Врачи были по распорядку - через полчаса после проверки. Приехала та же бригада, что приезжала в первый день моего заключения и пыталась меня выдернуть отсюда. Они были мне симпатичны. Медики переменили повязку, вкололи два укола, дали шесть таблеток.
- Загнется он тут у вас, - сказал дежурному на прощанье врач.
- Не загнется, - мрачно возразил дежурный.
Он и без врачей знал, что загнусь.
После девяти пришли Балмин и Букин. Поочередно, без перерыва на обед они залечивали меня на признательные показания. Тактика была прежней: "плохой следователь - хороший следователь".
- Вот, ты встретил этих ребят, Андрей. Так? Подошел к ним, - тихим спокойным голосом "напоминал" мне события того вечера Балмин.
Я уже язык себе сломал объяснять, что никого я не "встречал" и ни к кому я не "подходил". Это нас со Светкой "встретили" и к нам "подошли". Поэтому - не "так". Всё не "так". С самого начала "не так". Отвалите от меня со своими "таками".
"Бок болит", - я перестал слушать Балмина и ушел в себя, - "Болит, сука. Не проходит. В камере ни воздуха, ни света. Рана будет гнить и не пройдет. Падла он, этот Балмин. Скотина. Садист. Выбритый, на музыканта похож или на художника, а садист и больше никто. Сволочь. Гад. Мерзавец. Падла. "Падла" уже было, но все равно - падла. Еще раз. И скотина. Что же мне с боком-то делать? От этого бока - температура и бред. Еще пару ночей в камере - и мне точно писец".
- Ты извини меня! - привычно заревел Букин, подхватывая эстафету у Балмина.
Я глянул на опера, на ненавидящий взгляд, которым он хотел меня прожечь, и решил не возвращаться в реальность:
"Родина, Родина!", - вспоминал я школьную программу и армейских замполитов, - "Родина-уродина. Никому дела нет, что я тут тихо загибаюсь без всякой моей вины. Вот тебе и вся "Родина", вот тебе её "материнская забота". Помер Максим - и хрен с ним..
- Так, Андрей? - я уже прослушал, про что именно сейчас калякал Балмин, к признанию какой подлости мягонько подводил меня.
"Так, вот так и подрастак!", - геройствовал я про себя, остерегаясь произносить слова вслух, чтобы Балмин не прицепил к моему обвинению покушение на дедушку Ленина на заводе Михельсона.
"А ведь это - наши, советские люди", - разглядывал я Балмина и Букина, стараясь отыскать в этих офицерах хоть малейшее сходство с офицерами моего полка.

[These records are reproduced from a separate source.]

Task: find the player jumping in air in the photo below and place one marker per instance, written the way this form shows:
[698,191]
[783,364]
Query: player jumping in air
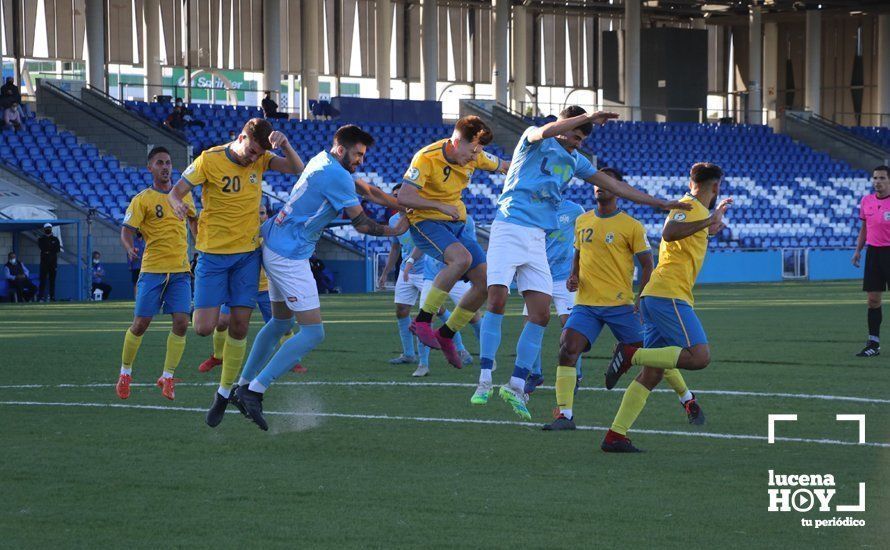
[673,337]
[607,240]
[545,159]
[228,268]
[325,189]
[433,184]
[874,211]
[164,281]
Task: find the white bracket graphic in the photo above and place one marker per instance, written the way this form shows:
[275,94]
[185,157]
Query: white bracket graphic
[772,419]
[854,418]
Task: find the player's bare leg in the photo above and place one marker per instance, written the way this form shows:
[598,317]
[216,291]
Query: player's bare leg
[457,261]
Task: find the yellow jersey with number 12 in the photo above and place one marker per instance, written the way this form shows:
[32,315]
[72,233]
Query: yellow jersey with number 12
[439,180]
[607,245]
[680,261]
[166,243]
[231,195]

Оказалось, что мне сложно вспомнить хоть одного офицера, к которому неприложимо определение "боевой". Комбаты-ротные само собой, им от бога положено на войну ездить, но вот штабные? "Кто у нас там штабной? Начальник штаба? Ни одной операции не пропустил? Замкомполка? Почти на всех был. Зампотыл? Через одну ездил. Зампотех? Без него вообще никуда! Химик? Этот вообще самый боевитый - на своей БРДМке поперек батьки в пекло. Даже начальник строевой части - из штабных штабной - и тот засветился на паре операций, развеялся от канцелярской рутины. Особисты? Непременно. Разве что командир оркестра не ездил с нами, так он и не военный. На нем только форма военная, а так он - музыкант. Нельзя равнять музыкантов и военных".

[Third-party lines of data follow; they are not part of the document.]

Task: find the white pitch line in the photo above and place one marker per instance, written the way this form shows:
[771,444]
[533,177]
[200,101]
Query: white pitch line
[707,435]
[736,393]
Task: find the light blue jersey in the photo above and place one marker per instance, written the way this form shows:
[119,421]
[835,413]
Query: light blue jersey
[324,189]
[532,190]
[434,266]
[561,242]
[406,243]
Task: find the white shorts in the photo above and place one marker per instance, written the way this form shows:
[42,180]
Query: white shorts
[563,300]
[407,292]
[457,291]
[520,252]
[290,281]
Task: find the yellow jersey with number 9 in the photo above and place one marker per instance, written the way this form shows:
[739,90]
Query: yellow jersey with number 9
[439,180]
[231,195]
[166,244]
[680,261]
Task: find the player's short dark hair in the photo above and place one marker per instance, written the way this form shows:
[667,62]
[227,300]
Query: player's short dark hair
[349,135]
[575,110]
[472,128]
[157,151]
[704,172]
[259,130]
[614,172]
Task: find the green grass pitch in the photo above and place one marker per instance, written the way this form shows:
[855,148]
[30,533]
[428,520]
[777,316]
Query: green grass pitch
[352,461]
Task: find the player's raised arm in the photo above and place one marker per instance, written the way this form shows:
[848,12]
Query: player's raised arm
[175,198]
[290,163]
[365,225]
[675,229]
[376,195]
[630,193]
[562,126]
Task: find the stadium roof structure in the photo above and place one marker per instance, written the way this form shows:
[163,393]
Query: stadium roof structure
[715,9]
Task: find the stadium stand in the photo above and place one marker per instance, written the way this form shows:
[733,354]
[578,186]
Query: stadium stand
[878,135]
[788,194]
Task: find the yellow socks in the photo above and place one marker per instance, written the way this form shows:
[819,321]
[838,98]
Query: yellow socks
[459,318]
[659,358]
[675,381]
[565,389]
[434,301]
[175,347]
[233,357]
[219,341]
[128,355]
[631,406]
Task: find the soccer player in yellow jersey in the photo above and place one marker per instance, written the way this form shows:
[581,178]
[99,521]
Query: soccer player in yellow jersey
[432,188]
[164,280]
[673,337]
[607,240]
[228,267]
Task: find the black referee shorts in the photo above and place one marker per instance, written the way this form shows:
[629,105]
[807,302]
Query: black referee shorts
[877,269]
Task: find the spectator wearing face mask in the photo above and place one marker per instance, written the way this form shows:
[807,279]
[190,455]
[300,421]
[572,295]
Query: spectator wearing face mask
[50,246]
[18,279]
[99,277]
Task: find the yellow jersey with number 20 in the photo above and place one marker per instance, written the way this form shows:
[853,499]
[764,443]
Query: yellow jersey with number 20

Все без исключения полковые офицеры побывали на войне. И строевые, и штабные. А Балмин и Букин - не офицеры, а заплечных дел мастера. Палачи, а не солдаты. Это не "шакалы", до шакала еще нужно дорасти. Это не "тыловые крысы", от тыловых крыс какой-никакой прок есть. Это - ржа и плесень. Мусор. Враги народа.

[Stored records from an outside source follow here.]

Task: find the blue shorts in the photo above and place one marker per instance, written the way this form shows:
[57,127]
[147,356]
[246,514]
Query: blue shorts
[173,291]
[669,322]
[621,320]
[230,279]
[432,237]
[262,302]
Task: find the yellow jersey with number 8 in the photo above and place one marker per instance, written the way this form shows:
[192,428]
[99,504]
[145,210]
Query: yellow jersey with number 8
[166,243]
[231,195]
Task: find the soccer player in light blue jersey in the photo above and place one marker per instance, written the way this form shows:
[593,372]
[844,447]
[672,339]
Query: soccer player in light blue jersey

"Что там у нас?", - выплыл я из своих размышлений на поверхность действительности, - "опять "Ты извини меня?". Господи, когда же вечер и они уйдут, а? Как же они надоели оба".
Не ушли.
Отработали по-честному, как и вчера. С девяти утра и до шести вечера. Девять часов без перерыва на обед. Болел бок и хотелось курить. В камере курить было у Толяна, который среди нас был как бы "вольный" и у него в дежурке стоял баул с вещами для ЛТП. Из его вещей контролер выдавал нам пачку сигарет утром и пачку после обеда. Этого хватало на троих.
Вечером, когда мне, наконец, разрешили вернуться в камеру, голова моя гудела, будто мне целый день по ней кулаком стучали. За восемнадцать часов "просто беседы" Балмин с Букиным опрокинули все мои прежние знания о жизни и о себе самом. С начала первого допроса до окончания второго прошло тридцать три часа, а с момента ареста - пятьдесят два.